Google’s DeepMind team has developed a new system for teaching robots novel tasks. The system, called Robotics Transformer 2 (RT-2), the first vision-language-action (VLA) model for robot control which is based on a transformer architecture, which is a type of neural network that is well-suited for natural language processing tasks. RT-2 is able to learn from a small number of demonstrations and generalize to new tasks.

RT-2 is a versatile AI system that can learn and adapt to new situations. It can learn from multiple data sources, including the web and robotics data, to understand both language and visual input. This allows RT-2 to perform tasks that it has never encountered nor been trained to perform.

References image from Google DeepMind

Adapted Existing Model

DeepMind team redesigned Pathways Language and Image Model (PaLI-X) and Pathways Language Model Embodied (PaLM-E) which are two existing models, to train RT-2.

PaLI-X assists the model process visual data, trained on massive amounts of images and visual information with other corresponding descriptions and labels online. With PaLI-X, RT-2 can recognize different objects, understand its surrounding scenes for context, and relate visual data to semantic descriptions.

PaLM-E assists RT-2 interpret language, so it can easily understand instructions and relate them to what is around it and what it’s currently doing. 

These two models enable a robot to understand language and visual data and subsequently generate the appropriate actions it needs.

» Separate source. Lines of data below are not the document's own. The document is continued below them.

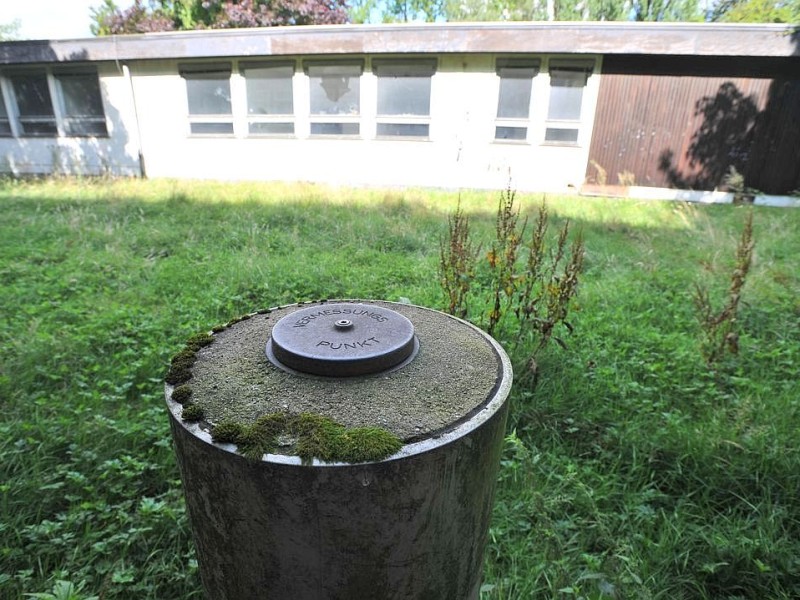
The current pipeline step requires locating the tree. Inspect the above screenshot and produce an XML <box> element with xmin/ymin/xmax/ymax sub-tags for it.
<box><xmin>711</xmin><ymin>0</ymin><xmax>800</xmax><ymax>23</ymax></box>
<box><xmin>92</xmin><ymin>0</ymin><xmax>347</xmax><ymax>35</ymax></box>
<box><xmin>0</xmin><ymin>19</ymin><xmax>20</xmax><ymax>42</ymax></box>
<box><xmin>445</xmin><ymin>0</ymin><xmax>700</xmax><ymax>21</ymax></box>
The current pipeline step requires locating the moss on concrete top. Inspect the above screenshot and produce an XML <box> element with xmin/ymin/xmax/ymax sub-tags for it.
<box><xmin>186</xmin><ymin>301</ymin><xmax>501</xmax><ymax>442</ymax></box>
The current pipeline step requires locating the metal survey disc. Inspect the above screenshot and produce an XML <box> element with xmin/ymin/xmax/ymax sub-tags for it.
<box><xmin>266</xmin><ymin>303</ymin><xmax>419</xmax><ymax>377</ymax></box>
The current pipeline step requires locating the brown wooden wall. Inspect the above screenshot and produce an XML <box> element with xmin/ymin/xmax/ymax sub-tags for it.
<box><xmin>586</xmin><ymin>56</ymin><xmax>800</xmax><ymax>194</ymax></box>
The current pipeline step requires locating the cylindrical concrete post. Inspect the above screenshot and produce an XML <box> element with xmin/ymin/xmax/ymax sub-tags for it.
<box><xmin>166</xmin><ymin>301</ymin><xmax>512</xmax><ymax>600</ymax></box>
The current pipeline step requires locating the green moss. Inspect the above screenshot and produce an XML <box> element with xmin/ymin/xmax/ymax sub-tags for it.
<box><xmin>181</xmin><ymin>404</ymin><xmax>205</xmax><ymax>421</ymax></box>
<box><xmin>172</xmin><ymin>384</ymin><xmax>192</xmax><ymax>404</ymax></box>
<box><xmin>211</xmin><ymin>421</ymin><xmax>244</xmax><ymax>444</ymax></box>
<box><xmin>164</xmin><ymin>333</ymin><xmax>214</xmax><ymax>384</ymax></box>
<box><xmin>291</xmin><ymin>413</ymin><xmax>346</xmax><ymax>461</ymax></box>
<box><xmin>211</xmin><ymin>413</ymin><xmax>403</xmax><ymax>463</ymax></box>
<box><xmin>164</xmin><ymin>365</ymin><xmax>192</xmax><ymax>385</ymax></box>
<box><xmin>186</xmin><ymin>333</ymin><xmax>214</xmax><ymax>352</ymax></box>
<box><xmin>337</xmin><ymin>427</ymin><xmax>403</xmax><ymax>463</ymax></box>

DeepMind’s Distinguished Scientist and Head of Robotics, Vincent Vanhoucke, said that RT-2 “shows improved generalization capabilities and semantic and visual understanding beyond the robotic data it was exposed to.” He also said that the system “allows robots to effectively transfer concepts learned on relatively small datasets to different scenarios.”

One of the challenges of teaching robots novel tasks is that robots need to be able to understand the context of the task. For example, if a robot is asked to “throw away the trash,” it needs to be able to understand that the trash is an object that needs to be disposed of. RT-2 is able to do this by learning the semantic meaning of words and phrases.

RT-2 has been tested on a variety of tasks, including picking and placing objects, opening drawers, and sorting objects. The system has been shown to be able to learn these tasks from a small number of demonstrations and generalize to new tasks.

Vanhoucke said that RT-2 is “a significant step forward in the development of robots that can learn and adapt to new situations.” He said that the system “has the potential to make robots more useful and versatile in a wide range of settings.”

RT-2 possible applications:

  • It can learn from a small number of demonstrations. This means that robots can be trained more quickly and efficiently.
  • It can generalize to new tasks. This means that robots can be used in a wider range of settings.
  • It can understand the context of tasks. This means that robots can be more efficient and effective at completing tasks.

RT-2 has the potential to revolutionize the way robots are used. It could make robots more useful and versatile in a wide range of settings. For example, RT-2 could be used to train robots to perform tasks in warehouses, factories, and hospitals. It could also be used to train robots to help people with disabilities.

The development of RT-2 is a significant step forward in the field of robotics. It is a promising new technology that has the potential to make robots more useful and versatile.